4.6. Cytotoxicity and Hemolysis of N6 and N6NH2

The colorimetric MTT assay was used to determine the effect of peptides on the viability of murine peritoneal RAW 264.7 macrophage cells [50]. Macrophage cells were added into 96-well plates (5 × 103 cells/well) and incubated for 24 h at 37 °C (5% (v/v) CO2/air). A series of peptide solutions were added into the cells and incubated for 48 h. The untreated cells were used as the control (Acontrol). The MTT solution was added into plates, incubated for 4 h, and then removed from plates. Dimethyl sulfoxide (DMSO) was then added into plates and the absorbance was measured at 570 nm in a spectrophotometer. The cell viability was calculated using the following formula: Survival rate (%) = (Apeptide − Acontrol)/Acontrol × 100.
In the hemolysis assay, the activity of peptides was evaluated by determining the amount of hemoglobin released in fresh mouse erythrocytes [17]. In brief, the blood cells were washed three times with 10 mM PBS (pH 7.4) and centrifuged at 1000 g for 10 min at room temperature. One hundred microliters of erythrocyte solution (8%, v/v) was mixed with 100 μL of a series of peptide solutions and incubated for 1 h at 37 °C. The mixture was then centrifuged at 1000× g for 5 min, and the absorbance of supernatants was measured at 540 nm. For the positive (A100) and control (A0), 0.1% Triton X-100 and PBS were used, respectively. Three replicates were performed for each condition. The hemolysis percentages of peptides were calculated by the following equation: Hemolysis (%) = [Apeptide − A0)/(A100 − A0)] × 100.

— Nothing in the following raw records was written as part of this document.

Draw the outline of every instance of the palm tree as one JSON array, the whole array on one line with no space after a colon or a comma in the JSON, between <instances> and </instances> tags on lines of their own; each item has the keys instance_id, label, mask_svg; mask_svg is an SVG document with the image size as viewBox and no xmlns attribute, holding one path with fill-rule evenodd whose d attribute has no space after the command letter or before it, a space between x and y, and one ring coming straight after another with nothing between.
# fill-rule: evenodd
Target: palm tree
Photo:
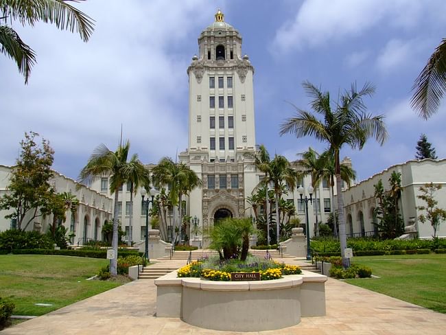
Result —
<instances>
[{"instance_id":1,"label":"palm tree","mask_svg":"<svg viewBox=\"0 0 446 335\"><path fill-rule=\"evenodd\" d=\"M130 143L128 140L123 145L120 143L113 152L105 144L99 144L93 150L86 165L79 174L80 183L91 183L102 176L110 176L110 192L115 194L115 208L113 211L113 235L112 248L115 257L110 262L110 273L117 275L117 260L118 249L118 194L119 188L127 181L132 181L137 189L140 185L148 183L148 173L144 165L134 154L128 162Z\"/></svg>"},{"instance_id":2,"label":"palm tree","mask_svg":"<svg viewBox=\"0 0 446 335\"><path fill-rule=\"evenodd\" d=\"M60 30L76 31L84 41L89 41L93 31L93 20L67 3L68 0L2 0L0 20L18 21L22 25L34 26L39 21L54 23ZM19 71L27 84L31 68L36 62L36 54L22 41L17 32L6 24L0 25L0 51L17 63Z\"/></svg>"},{"instance_id":3,"label":"palm tree","mask_svg":"<svg viewBox=\"0 0 446 335\"><path fill-rule=\"evenodd\" d=\"M446 38L443 38L415 80L412 108L427 119L436 113L446 91Z\"/></svg>"},{"instance_id":4,"label":"palm tree","mask_svg":"<svg viewBox=\"0 0 446 335\"><path fill-rule=\"evenodd\" d=\"M334 206L334 185L335 185L335 174L336 174L336 164L335 157L333 152L329 150L324 151L320 154L320 159L325 161L324 166L325 174L324 178L327 178L330 181L330 193L331 198L331 214L333 220L333 231L335 236L338 236L338 229L336 228L336 207ZM346 183L349 187L351 181L356 178L356 172L351 168L350 165L345 164L340 164L341 169L341 178ZM338 194L340 194L342 190L338 191Z\"/></svg>"},{"instance_id":5,"label":"palm tree","mask_svg":"<svg viewBox=\"0 0 446 335\"><path fill-rule=\"evenodd\" d=\"M265 189L265 216L266 217L266 243L270 245L270 215L269 215L269 200L268 189L269 185L268 174L270 172L270 164L271 160L270 159L270 154L268 153L266 148L263 144L259 146L259 150L255 153L254 157L254 164L261 172L265 174L265 178L261 181L259 185L264 185ZM256 187L256 188L257 188Z\"/></svg>"},{"instance_id":6,"label":"palm tree","mask_svg":"<svg viewBox=\"0 0 446 335\"><path fill-rule=\"evenodd\" d=\"M309 148L307 151L298 154L302 157L297 163L303 168L299 174L301 176L311 176L312 186L314 189L314 200L316 206L316 229L314 235L317 234L318 231L318 210L320 208L320 199L318 198L318 188L320 181L325 176L327 170L325 169L325 161L320 155L312 148Z\"/></svg>"},{"instance_id":7,"label":"palm tree","mask_svg":"<svg viewBox=\"0 0 446 335\"><path fill-rule=\"evenodd\" d=\"M283 156L276 155L270 163L268 179L272 183L274 192L274 205L276 208L276 236L279 243L280 238L280 218L279 213L279 199L283 194L283 181L292 192L296 187L297 173L290 165L290 162Z\"/></svg>"},{"instance_id":8,"label":"palm tree","mask_svg":"<svg viewBox=\"0 0 446 335\"><path fill-rule=\"evenodd\" d=\"M366 83L360 91L356 84L351 85L350 90L346 90L340 97L340 102L331 108L329 92L322 92L309 82L303 84L307 94L312 99L310 106L314 113L320 115L323 120L319 120L310 112L294 106L296 114L281 125L280 135L294 134L296 137L307 135L314 136L316 139L327 142L335 157L335 175L336 189L338 190L338 209L339 213L339 233L342 263L347 266L348 262L344 257L347 247L345 235L345 218L344 216L344 199L340 190L342 189L340 151L344 144L352 149L362 149L367 139L373 137L382 145L388 134L384 122L383 115L372 116L366 113L366 107L363 97L372 96L375 87Z\"/></svg>"},{"instance_id":9,"label":"palm tree","mask_svg":"<svg viewBox=\"0 0 446 335\"><path fill-rule=\"evenodd\" d=\"M201 185L201 180L186 164L174 162L170 157L163 157L161 159L153 169L152 178L155 185L168 185L168 198L173 206L178 206L179 227L183 218L183 196ZM176 226L174 220L172 231L175 231Z\"/></svg>"}]
</instances>

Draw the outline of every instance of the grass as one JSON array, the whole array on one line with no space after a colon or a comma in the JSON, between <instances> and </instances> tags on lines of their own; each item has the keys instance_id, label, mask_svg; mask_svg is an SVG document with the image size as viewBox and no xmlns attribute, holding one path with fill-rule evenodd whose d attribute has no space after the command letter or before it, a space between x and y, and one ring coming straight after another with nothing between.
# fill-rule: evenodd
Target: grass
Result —
<instances>
[{"instance_id":1,"label":"grass","mask_svg":"<svg viewBox=\"0 0 446 335\"><path fill-rule=\"evenodd\" d=\"M446 313L446 255L356 257L379 278L345 279L357 286Z\"/></svg>"},{"instance_id":2,"label":"grass","mask_svg":"<svg viewBox=\"0 0 446 335\"><path fill-rule=\"evenodd\" d=\"M0 297L14 315L42 315L119 286L122 280L86 280L107 259L41 255L0 255ZM48 303L39 306L36 303Z\"/></svg>"}]
</instances>

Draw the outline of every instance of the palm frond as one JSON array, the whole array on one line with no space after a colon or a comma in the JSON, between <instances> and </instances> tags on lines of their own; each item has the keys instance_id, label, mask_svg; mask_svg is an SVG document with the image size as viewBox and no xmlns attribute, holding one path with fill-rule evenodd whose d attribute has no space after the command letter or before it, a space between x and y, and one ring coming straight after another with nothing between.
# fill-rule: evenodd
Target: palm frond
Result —
<instances>
[{"instance_id":1,"label":"palm frond","mask_svg":"<svg viewBox=\"0 0 446 335\"><path fill-rule=\"evenodd\" d=\"M8 56L16 63L19 71L27 84L31 68L36 62L36 54L10 27L0 25L0 51Z\"/></svg>"},{"instance_id":2,"label":"palm frond","mask_svg":"<svg viewBox=\"0 0 446 335\"><path fill-rule=\"evenodd\" d=\"M436 113L446 91L446 38L431 55L415 80L410 106L425 119Z\"/></svg>"},{"instance_id":3,"label":"palm frond","mask_svg":"<svg viewBox=\"0 0 446 335\"><path fill-rule=\"evenodd\" d=\"M4 1L3 14L22 25L34 25L38 21L54 23L60 30L79 33L86 42L94 29L94 20L75 7L70 0L21 0ZM79 2L83 0L71 0Z\"/></svg>"}]
</instances>

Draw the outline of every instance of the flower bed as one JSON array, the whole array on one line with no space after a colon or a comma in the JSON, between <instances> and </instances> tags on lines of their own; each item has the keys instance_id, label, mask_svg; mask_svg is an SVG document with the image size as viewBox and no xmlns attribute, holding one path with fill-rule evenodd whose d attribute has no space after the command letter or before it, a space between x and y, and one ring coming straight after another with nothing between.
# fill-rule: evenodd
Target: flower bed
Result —
<instances>
[{"instance_id":1,"label":"flower bed","mask_svg":"<svg viewBox=\"0 0 446 335\"><path fill-rule=\"evenodd\" d=\"M261 280L282 278L283 275L299 275L301 268L274 261L266 261L257 257L250 257L247 263L237 261L220 262L216 259L207 261L195 261L178 270L178 277L201 277L204 279L229 281L231 273L259 273Z\"/></svg>"}]
</instances>

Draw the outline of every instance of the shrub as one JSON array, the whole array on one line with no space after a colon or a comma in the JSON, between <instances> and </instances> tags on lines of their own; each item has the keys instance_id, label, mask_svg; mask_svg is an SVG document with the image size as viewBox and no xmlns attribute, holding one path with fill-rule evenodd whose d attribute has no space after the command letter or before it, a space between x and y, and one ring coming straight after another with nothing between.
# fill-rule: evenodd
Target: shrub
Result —
<instances>
[{"instance_id":1,"label":"shrub","mask_svg":"<svg viewBox=\"0 0 446 335\"><path fill-rule=\"evenodd\" d=\"M362 265L352 264L350 268L343 268L342 266L332 266L330 269L330 277L338 279L355 278L368 278L372 275L372 269Z\"/></svg>"},{"instance_id":2,"label":"shrub","mask_svg":"<svg viewBox=\"0 0 446 335\"><path fill-rule=\"evenodd\" d=\"M197 250L198 249L198 247L195 246L175 246L175 250L176 251L190 251L191 250Z\"/></svg>"},{"instance_id":3,"label":"shrub","mask_svg":"<svg viewBox=\"0 0 446 335\"><path fill-rule=\"evenodd\" d=\"M254 250L275 250L279 247L279 244L270 244L268 245L260 245L260 246L251 246L252 249Z\"/></svg>"},{"instance_id":4,"label":"shrub","mask_svg":"<svg viewBox=\"0 0 446 335\"><path fill-rule=\"evenodd\" d=\"M319 235L320 236L331 236L333 235L333 231L330 226L322 223L319 224Z\"/></svg>"},{"instance_id":5,"label":"shrub","mask_svg":"<svg viewBox=\"0 0 446 335\"><path fill-rule=\"evenodd\" d=\"M0 249L52 249L54 242L38 231L10 229L0 233Z\"/></svg>"},{"instance_id":6,"label":"shrub","mask_svg":"<svg viewBox=\"0 0 446 335\"><path fill-rule=\"evenodd\" d=\"M7 301L0 297L0 330L1 330L8 321L12 314L15 305L10 301Z\"/></svg>"},{"instance_id":7,"label":"shrub","mask_svg":"<svg viewBox=\"0 0 446 335\"><path fill-rule=\"evenodd\" d=\"M14 249L12 253L16 255L61 255L64 256L86 257L90 258L107 258L106 249ZM143 255L143 253L137 253L129 251L118 251L118 256L128 256L130 255Z\"/></svg>"},{"instance_id":8,"label":"shrub","mask_svg":"<svg viewBox=\"0 0 446 335\"><path fill-rule=\"evenodd\" d=\"M372 269L363 265L359 266L356 270L360 278L370 278L372 277Z\"/></svg>"}]
</instances>

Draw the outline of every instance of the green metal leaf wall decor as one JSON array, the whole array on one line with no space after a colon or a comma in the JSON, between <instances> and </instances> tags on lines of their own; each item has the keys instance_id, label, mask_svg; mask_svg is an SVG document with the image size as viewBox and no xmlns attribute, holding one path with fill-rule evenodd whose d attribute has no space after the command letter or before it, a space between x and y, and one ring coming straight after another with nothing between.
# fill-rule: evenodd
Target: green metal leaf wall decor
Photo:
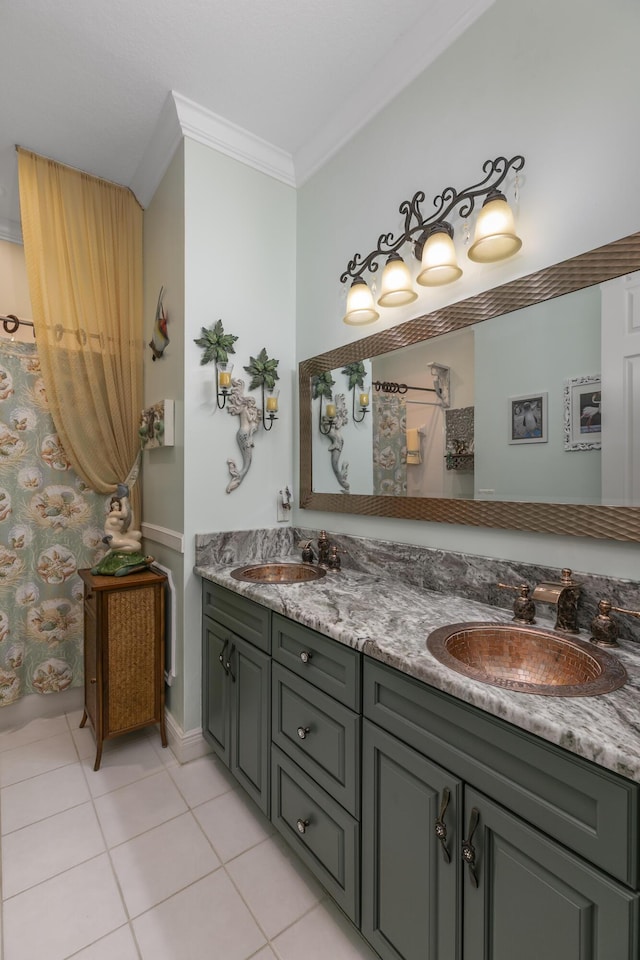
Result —
<instances>
[{"instance_id":1,"label":"green metal leaf wall decor","mask_svg":"<svg viewBox=\"0 0 640 960\"><path fill-rule=\"evenodd\" d=\"M204 350L200 365L214 362L226 363L229 359L228 354L236 352L233 345L237 339L232 333L224 332L222 320L218 320L209 330L203 327L202 336L193 341Z\"/></svg>"},{"instance_id":2,"label":"green metal leaf wall decor","mask_svg":"<svg viewBox=\"0 0 640 960\"><path fill-rule=\"evenodd\" d=\"M266 348L263 347L257 357L251 357L248 367L244 367L245 373L251 376L249 390L257 390L258 387L265 386L267 390L273 390L278 376L279 360L270 360L267 356Z\"/></svg>"}]
</instances>

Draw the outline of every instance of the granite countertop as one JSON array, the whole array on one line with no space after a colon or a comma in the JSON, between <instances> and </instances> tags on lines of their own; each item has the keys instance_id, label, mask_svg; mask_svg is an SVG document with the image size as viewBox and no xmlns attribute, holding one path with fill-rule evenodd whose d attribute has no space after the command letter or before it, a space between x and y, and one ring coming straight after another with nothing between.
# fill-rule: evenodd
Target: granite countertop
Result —
<instances>
[{"instance_id":1,"label":"granite countertop","mask_svg":"<svg viewBox=\"0 0 640 960\"><path fill-rule=\"evenodd\" d=\"M284 557L283 562L291 561ZM640 782L640 645L621 641L614 651L629 680L596 697L514 693L463 677L427 650L436 627L467 621L509 622L511 613L461 597L407 585L392 577L342 570L304 584L234 580L238 566L196 566L214 583L360 650L572 753ZM541 627L553 622L536 617ZM581 639L588 639L584 632Z\"/></svg>"}]
</instances>

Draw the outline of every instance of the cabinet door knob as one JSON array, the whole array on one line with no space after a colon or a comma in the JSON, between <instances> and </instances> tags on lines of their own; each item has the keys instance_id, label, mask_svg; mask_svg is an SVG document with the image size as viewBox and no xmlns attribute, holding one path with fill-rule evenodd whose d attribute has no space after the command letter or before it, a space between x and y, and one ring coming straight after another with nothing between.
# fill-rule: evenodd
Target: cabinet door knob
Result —
<instances>
[{"instance_id":1,"label":"cabinet door knob","mask_svg":"<svg viewBox=\"0 0 640 960\"><path fill-rule=\"evenodd\" d=\"M231 657L233 656L233 653L234 653L234 650L235 650L235 649L236 649L236 645L235 645L235 643L232 643L232 644L231 644L231 650L229 651L229 659L227 660L227 662L226 662L226 664L225 664L225 669L226 669L227 673L229 674L229 676L231 677L231 679L233 680L234 683L236 682L236 677L235 677L235 674L234 674L233 670L231 669Z\"/></svg>"},{"instance_id":2,"label":"cabinet door knob","mask_svg":"<svg viewBox=\"0 0 640 960\"><path fill-rule=\"evenodd\" d=\"M228 663L225 663L224 655L225 655L225 652L226 652L226 649L227 649L228 646L229 646L229 640L227 639L227 640L225 640L225 642L223 643L223 645L222 645L222 650L220 651L220 656L218 657L218 660L219 660L220 663L222 664L222 669L223 669L224 672L227 674L227 676L229 676L229 664L228 664Z\"/></svg>"},{"instance_id":3,"label":"cabinet door knob","mask_svg":"<svg viewBox=\"0 0 640 960\"><path fill-rule=\"evenodd\" d=\"M469 836L462 844L462 859L469 867L469 875L474 887L478 886L478 874L476 873L476 848L471 841L473 840L473 835L476 832L479 820L480 811L476 807L473 807L471 817L469 818Z\"/></svg>"},{"instance_id":4,"label":"cabinet door knob","mask_svg":"<svg viewBox=\"0 0 640 960\"><path fill-rule=\"evenodd\" d=\"M449 787L445 787L442 791L442 799L440 800L440 813L435 822L436 837L440 841L440 846L442 847L442 857L445 863L451 863L451 854L449 853L449 848L447 846L447 825L444 822L444 815L447 812L450 799L451 791L449 790Z\"/></svg>"}]
</instances>

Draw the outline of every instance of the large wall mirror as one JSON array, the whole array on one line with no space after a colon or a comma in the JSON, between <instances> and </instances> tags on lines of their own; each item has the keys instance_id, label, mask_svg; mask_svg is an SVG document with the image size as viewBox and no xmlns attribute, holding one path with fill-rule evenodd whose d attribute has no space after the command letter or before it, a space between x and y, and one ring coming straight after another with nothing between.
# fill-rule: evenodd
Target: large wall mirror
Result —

4.7. Antimicrobial Mechanism of N6 and N6NH2 against E. tarda

4.7.1. Effects of Peptides on the Outer Membrane and Inner Membrane

The effect of peptides on the bacterial outer membrane of E. tarda was by using the fluorescent dye NPN assay [51]. E. tarda cells at mid-log phase were collected by centrifugation, washed twice, and suspended in HEPES buffer (pH 7.4). Cell suspensions (OD600nm of 0.4) and NPN solutions (10 μM) were added into 96-well black plates, followed by the addition of peptide solutions (1 ×, 2 × and 4 × MIC). Fluorescence intensity was recorded at an excitation/emission spectrum of 328/438 nm until no further increase was observed with a microplate reader. The cells treated with PBS and norfloxacin were used as the negative and positive control, respectively.
To assess the effect of peptides on the inner membrane, mid-log phase E. tarda cells (1 × 108 CFU/mL) were incubated with or without peptides (1×, 2×, and 4× MIC) for 5, 15, 30, and 120 min, respectively. After washing twice with PBS, the cells were incubated with PI (50 μg/mL) for 15 min and analyzed using a FACS Calibur Flow Cytometer (BD, San Jose, CA, USA) [52].

4.7.2. Interaction with DNA

The genomic DNA of E. tarda or O. niloticus was incubated for 10 min at room temperature with different concentrations of N6 and N6NH2 in binding buffer (5% glycerol, 10 mM Tris-HCl, pH 8.0, 20 mM KCl, 1 mM EDTA, 1 mM dithiothreitol and 50 mg/mL BSA). The mass ratios of peptides and DNA were 0, 0.5, 1, 2, 4, 6, 8, and 10, respectively. The migration of DNA was evaluated by electrophoresis on a 0.7% agarose gel [51,53].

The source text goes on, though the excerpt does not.